Ethical purchasing decisions are important to Treadmillers, they want to make a difference through their choices (31% feel guilty about what their generation has done to the planet and 35% buy fairtrade wherever possible). The recession represents the threat of compromise for Treadmillers, with the prospect of working longer and having to make unwanted compromises on their ethical and luxury consumption.

That said, attitudinally the over 50s can respond well to the recession adopting a ‘We’ve dealt with this before and we’ll do it again’ mindset. They feel calmer about the crisis than other lifestages and are more confident they will find ways to cut back if needs be.

Some of the themes to emerge include that more planning and thought is going into decision making across categories, greater use of the internet to research products and brands

Over 50s are switched on to deals and offers with more than half (53%) making sure they always have their eye out for a bargain. But they interrogate offers more than ever, are cynical when one feels too good to be true and avoid offers that seem wasteful.
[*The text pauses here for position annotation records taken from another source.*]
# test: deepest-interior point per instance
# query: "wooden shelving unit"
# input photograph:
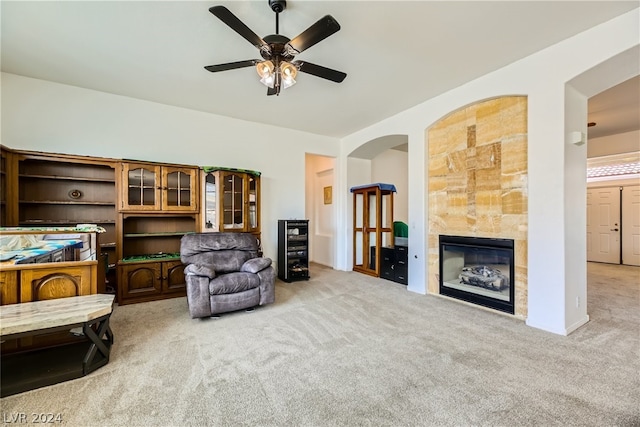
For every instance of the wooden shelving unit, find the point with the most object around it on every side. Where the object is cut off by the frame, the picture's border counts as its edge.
(57, 190)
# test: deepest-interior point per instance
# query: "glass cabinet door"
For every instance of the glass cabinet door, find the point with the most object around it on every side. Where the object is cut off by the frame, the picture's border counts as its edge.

They also take longer to search for durable goods and negotiate harder at POS, more tough negotiator than meek and mild older shopper.

“Brands need to explore and understand how over 50s consumers are redefining value in the face of the economic crisis: the meaning of value is changing across typologies,” said a spokesperson.

“Our sense is that brands that create a positive narrative around this lifestage and who demonstrate they understand the new value dynamic will be rewarded in the upturn.”

They added, “And perhaps we should rethink the idea of over 50s as loyal consumers who are difficult to shift from engrained habit – only one in five stick to brands they know and trust.”